"Sorry," said Tennant. "I've had my troubles, too." Agatha was scared stiff—of him. Probably with reason. He looked again at Cass Gordon and found that he suddenly didn't care. She couldn't say it was loneliness. Women have waited longer than eighteen months. He would have if his captors had let him.

"Where in hell have you been, Rog?" Gordon's tone was almost parental. "I don't suppose it's news to you, but there was a lot of suspicion directed your way while that crazy killer was operating around here. Agatha and I managed to clear you."

"Decent of you," said Tennant. He got up, crossed to the cabinet that served as a bar. It was fully equipped—with more expensive liquor, he noticed, than he had ever been able to afford. He poured a drink of brandy, waited for the others to fill their glasses.


Agatha looked at him over the rim of hers. "Tell us, Rog.

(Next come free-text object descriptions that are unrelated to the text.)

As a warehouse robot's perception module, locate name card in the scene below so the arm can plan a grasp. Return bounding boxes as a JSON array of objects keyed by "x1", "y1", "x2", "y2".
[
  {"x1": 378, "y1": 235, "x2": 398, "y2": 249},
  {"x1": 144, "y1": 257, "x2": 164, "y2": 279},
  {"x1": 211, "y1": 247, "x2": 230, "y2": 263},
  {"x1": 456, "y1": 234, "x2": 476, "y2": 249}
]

We have a right to know. I do, anyway."

"One question first," he said. "What about those killings? Have there been any lately?"

"Not for over a year," Cass told him. "They never did get the devil who skinned those bodies and removed the heads."

So, Tennant thought, they hadn't used the gateway. Not since they had brought the four of them through, not since they had begun to train him for his Judas ram duties.

Agatha was asking him if he had been abroad.

"In a way," he replied unemotionally. "Sorry if I've worried you, Agatha, but my life has been rather—indefinite, since I—left."